Он ткнулся губами выше переносицы и не отнял губ, а скользнул ими по лбу и прижался к виску, там, где учащенно билась жилка. Клава обняла Сергея за покатую спину, блаженно закрыла глаза и заговорила часто, словно бы невпопад:
— Ведь не чужие, не чужие мы! Сереженька!..
— Что ты, Кланя?! Чего тебе такое в голову пришло?! — Он провел губами по жесткому остью брови, по щеке, нашел ее губы — крупные, живые, мускульно-подвижные, будто у них была своя отдельная жизнь.
— Не чужие мы… — выдохнула она, когда Сергей отнял губы. — И не отвыкли… разве родные отвыкают?!
— Мы с тобой жизнь прожили, а ты о чем? — все больше удивлялся он. — Слава богу, не дети.
— Увидишь, все будет хорошо, — благодарно вздыхала Клава. — Забудешь обо всем, как будто и не расставались. Те, что в армию ушли, их тоже не было пять лет.
— Не забуду, — сказал он, трезвея. — Не хочу забывать.
Она все еще обнимала его, но руки теряли смелость: они ощутили вступившую в его тело инертность, оскорбительное равнодушие. Только мгновение казалось ей, что и у него возникло желание, и оно сделает его жадным и непререкаемым, а она не посмеет сказать ему, что в этом доме нельзя, нехорошо, невозможно, нужно набраться еще немного терпения. Только мгновение — и все позади, ее руки разомкнулись, упали, а он сидит, склонившись над ней, и настаивает на своей правоте, хотя Клава не спорит с ним.

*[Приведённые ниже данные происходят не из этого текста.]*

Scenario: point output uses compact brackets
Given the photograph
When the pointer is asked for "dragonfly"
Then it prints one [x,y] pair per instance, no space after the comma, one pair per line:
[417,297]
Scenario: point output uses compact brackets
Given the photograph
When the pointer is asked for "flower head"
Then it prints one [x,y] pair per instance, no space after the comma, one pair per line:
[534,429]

— И здесь была жизнь, почему я должен вычеркивать ее?! Шестая часть жизни, ну пусть седьмая: кто знает, сколько я проживу.
— Ты теперь моложе меня, Сережа!
— Ты и в старости девчонкой будешь, а до старости тебе век. — Он просунул руку под ее спину, Клава приподнялась потянулась ему навстречу. — Сломал я тебе жизнь, Клава.
— Никогда не говори этого: я жила, как все. Война всем принесла горе, в каждый дом.
— А тебе вдвое! — сказал он с обидой.
— Нет! Только мальчик, только это несчастье, ужас, а другого не было… Ты не сердись, но я заставила себя так думать, я знала, что мы встретимся, будем вместе.
Он молча приподнял Клаву и нетерпеливо мял ее плечи, шею, ее напрягшуюся спину, будто хотел придать им привычную его рукам форму или искал что-то очень давнее, чего уже не помнил мозг, но должны были помнить пальцы. Целовал шею, огнем вспыхнувшую щеку, увлажненные глаза, губы; желание владело им, но чувство вины было сильнее, все еще жил в нем страх перед ее верностью и чистотой. И Клава женским инстинктом почувствовала это и поняла, что теперь все зависит от нее одной…
Их разбудили голоса: громкие, хмельные. В комнате темно. Заиндевелое окно глухо проступало на стене, за его призрачной толщей хороводились бабы, выкрикивали частушки, скрипели калиткой и ссорились.
— Суббота, пошабашили… — Сергей прислушался, сказал встревоженно: — Роза напилась, теперь пойдет чудить.
— Чего они? — Клава испуганно опустила ноги на половик. Ей было трудно разобраться в чужих голосах: кто-то подвывал, будто плакал, затрещал штакетник, голоса перешли на крик.
— Не слышишь? Хозяйка домой хочет, а они не пускают.
— Кто?
— Бабы. Они у нас отчаянные. Из лесу вернутся, по баночке примут и за песни.
Он словно ключ ей подал, жизнь за стенами избы открылась Клаве. Хозяйка рвется в калитку, а ее оттаскивают, и она ревет, и просит, и ругается, и все напрасно, женщины стоят на своем и не пускают ее в дом, где спит конторщик с женой, потому что она, Розка, свое взяла, пожировала, погрела бока, попользовалась, и никто ей на дороге не становился, а теперь пусть не мешает хорошим людям. И хотя слова были прямые и грубые и касались они ее — Клавы и Сергея, — ей не было стыдно, и не было ощущения пошлости и грязи. Только слов Розы было не разобрать, она визгливо огрызалась и рвалась в калитку.